Nel 2022, ultimo anno contabilizzato nel riparto 2024 del FSN, il valore della mobilità sanitaria è risultato pari a 5.04 miliardi di euro, il livello più elevato dal 2010, con un incremento del 18.6% rispetto al 2021.
Chi ci guadagna e chi ci perde
A spiccare per mobilità attiva sono Lombardia (22.8%), Emilia-Romagna (17.1%) e Veneto (10.7%); per quella passiva Lazio (11.8%), Campania (9.6%) e Lombardia (8.9%).

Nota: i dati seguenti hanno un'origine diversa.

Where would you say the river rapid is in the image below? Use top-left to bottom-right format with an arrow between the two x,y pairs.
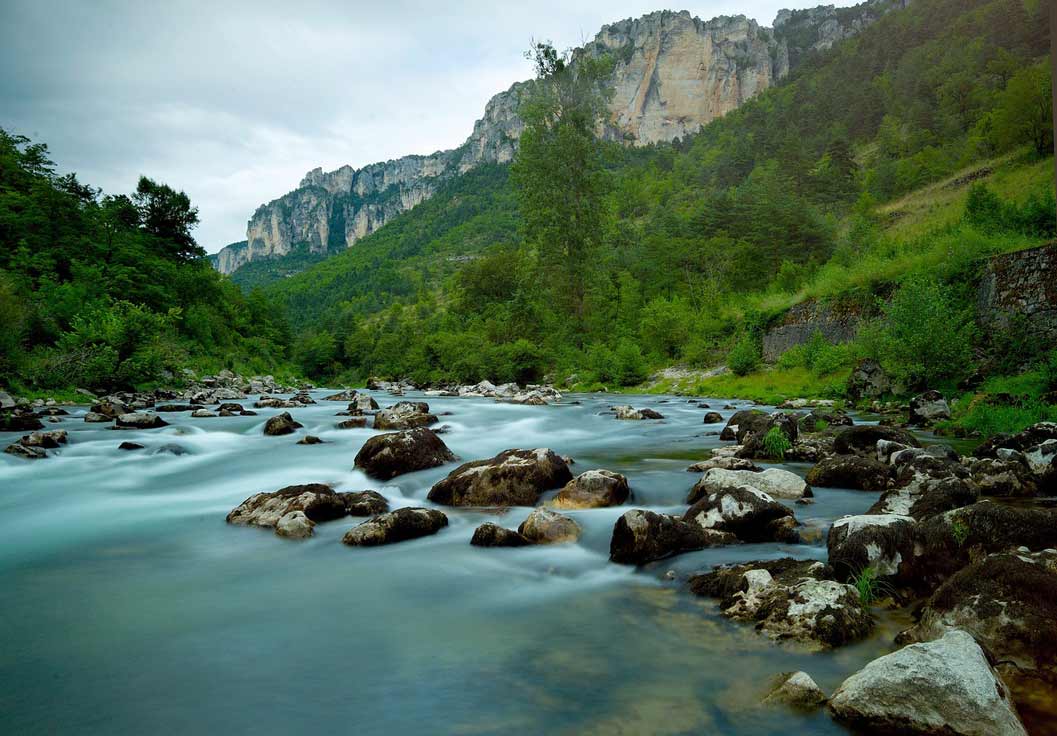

Il grafico che segue suddivide le Regioni in sei categorie, classificate in base all’entità e al segno (positivo/negativo) del saldo 2022 (clicca sull’immagine per ingrandire).
È una visione plastica: quelle con saldo positivo rilevante sono concentrate tutte al Nord, mentre quelle negativo rilevante tutte nel Mezzogiorno (sola eccezione del Lazio).
Ma il sistema sta implodendo per tutti
Ora però, dopo aver fatto di tutto per accaparrarsi nuovi clienti, sono proprio le Regioni che incassano questi enormi saldi positivi a tirare il freno. Si dicono preoccupate, guarda un po’, dai ritardi e dall’entità dei rimborsi; nonché per i numerosi problemi subiti dai cittadini residenti a causa di questo sovraffollamento.
Per mio conto, preferisco sottolineare ancora le disparità create da un sistema così perverso, capace di scardinare alle radici quel principio di uguaglianza sostanziale posto alla base della nostra Costituzione, secondo cui la tutela della salute dovrebbe essere un diritto garantito uguale sull’intero territorio nazionale.
Lo afferma anche il ministro della Salute Orazio Schillaci: «Il fatto che ci siano persone costrette a salire su un treno e a spostarsi per curarsi è una sconfitta per l’intera nazione, è l’ammissione che lo Stato ha rinunciato a garantire l’uguaglianza dei diritti. Certo servono più risorse, ma se poi vengono spese male, lasciate nei cassetti o dirottate a coprire i buchi di bilancio, a che serve?».
Bene, perfettamente d’accordo. Ne facciamo memoria per i prossimi mesi, quando il Parlamento tornerà a discutere dell’autonomia differenziata.